AdaSTaR: Adaptive Data Sampling for Training Self-Taught Reasoners
Woosung Koh, Wonbeen Oh, Jaein Jang, MinHyung Lee, Hyeongjin Kim, Ah Yeon Kim, Joonkee Kim, Junghyun Lee, Taehyeon Kim, Se-Young Yun
TL;DR
AdaSTaR addresses inefficiencies in Self-Taught Reasoner (STaR) training by introducing two adaptive sampling mechanisms: Adaptive Sampling for Diversity (AdaD) and Adaptive Sampling for Curriculum (AdaC). AdaD uses a Diversity Statistic with a Hierarchical MinHeap to prioritize under-sampled and harder observations, while AdaC modulates sampling based on the current model strength $\alpha$ to mix easier data when needed.

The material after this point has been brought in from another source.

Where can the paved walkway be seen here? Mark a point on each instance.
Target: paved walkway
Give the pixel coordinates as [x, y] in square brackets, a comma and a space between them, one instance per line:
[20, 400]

Across six reasoning benchmarks and multiple base models, AdaSTaR achieves the highest test accuracy while reducing training FLOPs by a substantial margin (average ~58.6%), and the ablation studies isolate the contributions of diversity and curriculum components. These results demonstrate a practical, low-overhead approach to more efficient self-improvement in reasoning LMs, with strong generalization to larger models and different families.
Abstract
Self-Taught Reasoners (STaR), synonymously known as Rejection sampling Fine-Tuning (RFT), is an integral part of the training pipeline of self-improving reasoning Language Models (LMs). The self-improving mechanism often employs random observation (data) sampling. However, this results in trained observation imbalance; inefficiently over-training on solved examples while under-training on challenging ones. In response, we introduce Adaptive STaR (AdaSTaR), a novel algorithm that rectifies this by integrating two adaptive sampling principles: (1) Adaptive Sampling for Diversity: promoting balanced training across observations, and (2) Adaptive Sampling for Curriculum: dynamically adjusting data difficulty to match the model's evolving strength. Across six benchmarks, AdaSTaR achieves best test accuracy in all instances (6/6) and reduces training FLOPs by an average of 58.6% against an extensive list of baselines. These improvements in performance and efficiency generalize to different pre-trained LMs and larger models, paving the way for more efficient and effective self-improving LMs.